Bildungsministerin: Verpflichtende gender-neutrale Schuluniformen für Deutschland

Bildungsministerin: Verpflichtende gender-neutrale Schuluniformen für Deutschland

Die neue Bildungsministerin, Anja Karliczek, will nach britischem Vorbild gender-neutrale Schuluniformen für ganz Deutschland einführen. Die Regelung soll bereits mit dem neuen Schuljahr gültig sein.

BERLIN (fna) – Der Markenwahn und damit auch verbunden die Ausgrenzung von Schülern aus ärmeren Familien stoßen der neuen Bildungsministerin, Anja Karliczek (CDU), schon lange sauer auf. Aus diesem Grund sollen mit dem neuen Schuljahr Schuluniformen an allen deutschen Schulen pflicht werden.

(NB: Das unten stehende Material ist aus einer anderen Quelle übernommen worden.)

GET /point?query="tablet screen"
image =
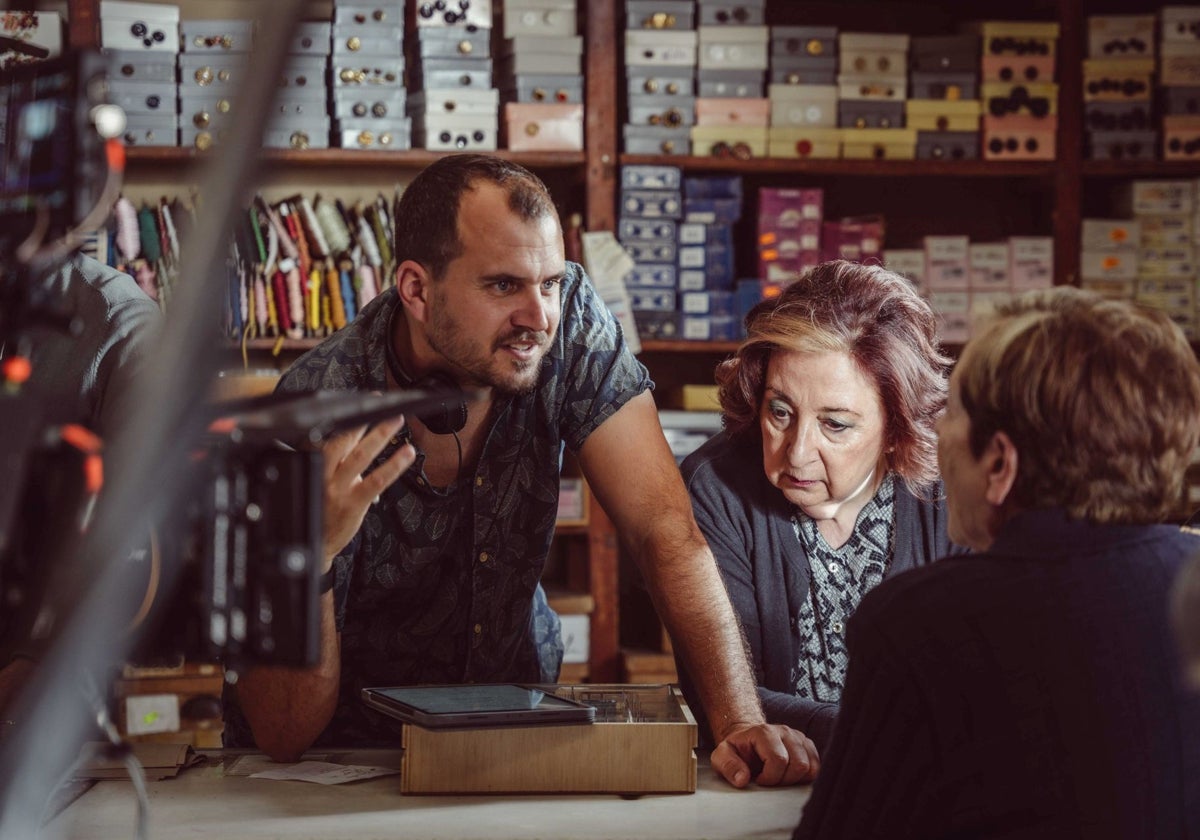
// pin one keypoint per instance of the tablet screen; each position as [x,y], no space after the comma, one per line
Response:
[503,705]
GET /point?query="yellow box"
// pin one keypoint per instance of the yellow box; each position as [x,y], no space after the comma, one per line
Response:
[880,144]
[943,114]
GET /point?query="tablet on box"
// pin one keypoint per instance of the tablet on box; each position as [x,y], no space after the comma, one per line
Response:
[439,707]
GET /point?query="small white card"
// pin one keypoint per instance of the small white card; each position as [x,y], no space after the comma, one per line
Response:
[324,773]
[147,713]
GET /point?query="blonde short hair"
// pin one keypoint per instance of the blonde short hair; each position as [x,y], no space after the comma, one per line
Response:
[1101,397]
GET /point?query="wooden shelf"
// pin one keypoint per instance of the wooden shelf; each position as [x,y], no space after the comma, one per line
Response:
[690,346]
[415,159]
[1032,169]
[570,603]
[1140,168]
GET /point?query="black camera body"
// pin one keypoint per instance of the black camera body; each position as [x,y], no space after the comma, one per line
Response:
[247,547]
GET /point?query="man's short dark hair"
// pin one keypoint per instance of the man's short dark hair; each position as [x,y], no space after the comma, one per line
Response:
[427,211]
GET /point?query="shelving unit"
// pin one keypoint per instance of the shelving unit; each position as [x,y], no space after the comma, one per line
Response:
[979,198]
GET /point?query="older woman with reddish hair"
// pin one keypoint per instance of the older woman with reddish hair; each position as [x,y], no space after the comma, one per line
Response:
[825,478]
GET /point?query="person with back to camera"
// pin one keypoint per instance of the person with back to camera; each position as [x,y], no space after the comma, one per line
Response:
[85,377]
[1035,689]
[823,480]
[435,582]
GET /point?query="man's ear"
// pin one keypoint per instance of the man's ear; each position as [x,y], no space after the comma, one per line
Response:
[413,285]
[1001,457]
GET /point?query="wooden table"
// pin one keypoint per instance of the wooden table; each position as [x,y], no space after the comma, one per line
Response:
[207,802]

Um dabei auch die Transgender-Kinder zu schützen, sollen diese nach britischem Vorbild „gender-neutral“ gestaltet werden.

„Wer kennt das nicht“, so Karliczek, „Hänseleien auf den Schulhöfen, weil man entweder keine Markenkleidung trägt oder weil Transgender-Kinder eine andere Kleidung tragen als erwartet.“ Deshalb, so die CDU-Politikerin, soll es mit dem neuen Schuljahr 2018/2019 in ganz Deutschland verpflichtend sein, an den Schulen Uniformen zu tragen. „Unsere Kommission, bei der wir auch Vertreter der Opposition hatten, kam zum Schluss, dass wir prinzipiell auf Röcke setzen“, sagte Karliczek der Nachrichtenagentur fna.

Einerseits lehre so jede Schule mit eigenen Farben ein Zusammengehörigkeitsgefühl unter allen Schülern, andererseits werden so auch Geschlechtsunterschiede minimiert. „Ich finde, Röcke stehen jedem“, so die Bildungsministerin. „Und wer sagt, diese seien unmännlich, soll sich doch nur einmal die Kilts der Schotten ansehen.“ Doch die Pflicht zum tragen von Unterwäsche soll ebenfalls kommen, „weil wir ja keine Schotten sind, oder?“

Die Lehrerverbände begrüßen diesen Schritt in einer Aussendung und bezeichnen diesen als „längst überfällig“. Man habe in den vergangenen Jahren eine zunehmende Gewaltbereitschaft in den Klassenzimmern und Pausenhöfen festgestellt und hoffe, dass die Einführung gender-neutraler Schuluniformen dazu beitrage, „die maskuline Aggressivität zu dämpfen.“

Bereits in den kommenden Wochen wollen die einzelnen Schulen den Erziehungsberechtigten ihrer Schüler eine entsprechende Information zukommen lassen, inklusive Informationen darüber, wo sie die neuen Schuluniformen bestellen können. In Zusammenarbeit mit dem Bundessozialministerium wurde beschlossen, dass Hartz-IV-Empfänger lediglich einen Selbstbehalt von zehn Euro pro Uniform tragen müssen, die restlichen Kosten werden nach Vorlage der bezahlten Rechnung von den Jobcentern erstattet.